Some things that do NOT matter.

The wealth or profitability of the business.
Opponents of increasing minimum wages often argue that this will drive under-performing companies out of business.  Supporters argue that many businesses can afford to pay workers more.  Often much more.  Both are null points.  The only consideration is the value of the labor.  If you are paying your workers so little that they must obtain public assistance to survive, it’s not enough.  The state is now subsidizing your business.  This anti-capitalist and anti-democratic, and economically unhealthy in the long run.

Who is doing the work
What really grinds my gears is when I hear arguments about how the working poor don’t deserve to be compensated for their labor because the labor is not particularly skilled.  What the hell guys?  It doesn’t matter if it’s a father of 10 or a high school teenager.  It doesn’t matter if he’s upwardly mobile or economically stagnant.  By the way, these are exactly the people supporting the bulk of the economy through spending.  If you want to grow the economy pay the workers enough to be judicious consumers.  Admittedly this is a value judgment on my part and it’s not really 100% relevant.  What is 100% is that the who the worker is or wants has no bearing on what I should pay him.  Think of it another way.  If a Doctor wanted to be a ditch digger for a year should I pay him what a doctor makes?  Of course not.  I pay him for the value of the ditch that he is digging.  If it’s someone from the working poor do I pay him less because ditch digging is an entry level position?  No, you pay for the ditch.  It doesn’t matter if it’s a ditch or hamburgers you pay your labor costs.

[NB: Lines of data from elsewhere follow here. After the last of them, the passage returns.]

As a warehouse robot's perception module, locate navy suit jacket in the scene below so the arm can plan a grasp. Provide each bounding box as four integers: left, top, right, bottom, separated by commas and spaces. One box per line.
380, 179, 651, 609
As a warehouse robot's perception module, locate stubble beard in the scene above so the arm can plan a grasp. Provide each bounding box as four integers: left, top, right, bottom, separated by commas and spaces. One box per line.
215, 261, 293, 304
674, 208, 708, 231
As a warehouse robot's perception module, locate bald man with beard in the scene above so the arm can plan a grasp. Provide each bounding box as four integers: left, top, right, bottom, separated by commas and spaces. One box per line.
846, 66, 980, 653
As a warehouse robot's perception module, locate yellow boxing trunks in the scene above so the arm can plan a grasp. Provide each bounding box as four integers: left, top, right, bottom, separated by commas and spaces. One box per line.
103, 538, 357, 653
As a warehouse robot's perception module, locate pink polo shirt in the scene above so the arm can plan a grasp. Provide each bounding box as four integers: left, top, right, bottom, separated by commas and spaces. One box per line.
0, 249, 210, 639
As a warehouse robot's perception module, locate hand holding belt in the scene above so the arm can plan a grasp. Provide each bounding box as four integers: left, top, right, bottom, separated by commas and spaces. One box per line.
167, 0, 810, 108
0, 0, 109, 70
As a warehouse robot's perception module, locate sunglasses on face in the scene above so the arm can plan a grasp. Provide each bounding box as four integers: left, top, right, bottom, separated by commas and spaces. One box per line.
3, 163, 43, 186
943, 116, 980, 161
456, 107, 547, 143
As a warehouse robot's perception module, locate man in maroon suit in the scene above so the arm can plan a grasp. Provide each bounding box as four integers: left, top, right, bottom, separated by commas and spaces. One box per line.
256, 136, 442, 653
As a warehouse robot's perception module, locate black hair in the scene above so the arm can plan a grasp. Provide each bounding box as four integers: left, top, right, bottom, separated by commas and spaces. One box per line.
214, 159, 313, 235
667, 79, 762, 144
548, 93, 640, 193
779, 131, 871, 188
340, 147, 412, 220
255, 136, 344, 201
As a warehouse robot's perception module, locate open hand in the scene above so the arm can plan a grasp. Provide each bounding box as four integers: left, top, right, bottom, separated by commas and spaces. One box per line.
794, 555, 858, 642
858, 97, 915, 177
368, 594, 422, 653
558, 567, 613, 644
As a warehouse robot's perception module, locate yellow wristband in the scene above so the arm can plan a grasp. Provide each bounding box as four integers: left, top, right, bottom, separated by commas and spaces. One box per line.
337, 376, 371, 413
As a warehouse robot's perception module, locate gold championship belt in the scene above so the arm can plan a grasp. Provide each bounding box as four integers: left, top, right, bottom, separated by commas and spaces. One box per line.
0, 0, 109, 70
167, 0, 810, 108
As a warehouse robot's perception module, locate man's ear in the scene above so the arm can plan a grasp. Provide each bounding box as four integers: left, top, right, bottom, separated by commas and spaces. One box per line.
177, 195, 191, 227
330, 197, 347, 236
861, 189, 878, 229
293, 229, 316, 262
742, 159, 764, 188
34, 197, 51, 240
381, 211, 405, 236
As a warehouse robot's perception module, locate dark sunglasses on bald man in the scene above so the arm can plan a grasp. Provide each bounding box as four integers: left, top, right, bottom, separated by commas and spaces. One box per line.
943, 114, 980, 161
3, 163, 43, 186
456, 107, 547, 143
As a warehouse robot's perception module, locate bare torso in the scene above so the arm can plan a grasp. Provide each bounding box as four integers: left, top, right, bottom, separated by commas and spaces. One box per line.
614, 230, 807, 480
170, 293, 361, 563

Increase in consumer goods
Whether or not an increase in the minimum wage will increase the price of goods is controversial.  I could bring out my economics paper that says any increase is trivial and that the increase in wages would spur demand offsetting any increase in costs.  You bring out your economics paper that says the cost of everything will skyrocket ultimately bringing down our civilization.   Neither is important.  If your hamburger goes from 1 dollar to 5 because that reflects a fair wage for workers than it’s time to start paying 5 dollars a hamburger.  If no one wants to pay that much for a hamburger then the hamburger store will close.  This is fine with me.  The free market will determine the success of a businesses, not the state.  I remind you that if you can’t pay your workers enough to support themselves then your business is being subsidized by the government.  Who’s a fan of corporate subsidies?  I am! I am!  The alternative is to increase taxes to greatly expand the social safety net.  You can see how you can get an nasty cycle of taxes going to support labor costs.

Word of advice.
You want the government out of the lives of businesses, you’ll have to do a couple of things.  Roll back restrictions on unions and union busting and support government plans for training and education.  This will increase specialists who can negotiate the bids for their labor and help the working class work together for their own interests without government assistance.  The other thing you can do is increase spending on infrastructure, research and development, education, and healthcare.  All these things support the middle class like nothing else.  Finally, if you want increase the middle class and thus the key economic engine in this country, help the poor with everything they need and then some.  Get rid of punitive drug laws and instead fund treatment programs, support food, housing, child care, health care (including and especially mental health), education from pre-k through graduate school, transportation, and fair wages.  This country is at it’s best when it’s focused on helping others both individually and collectively.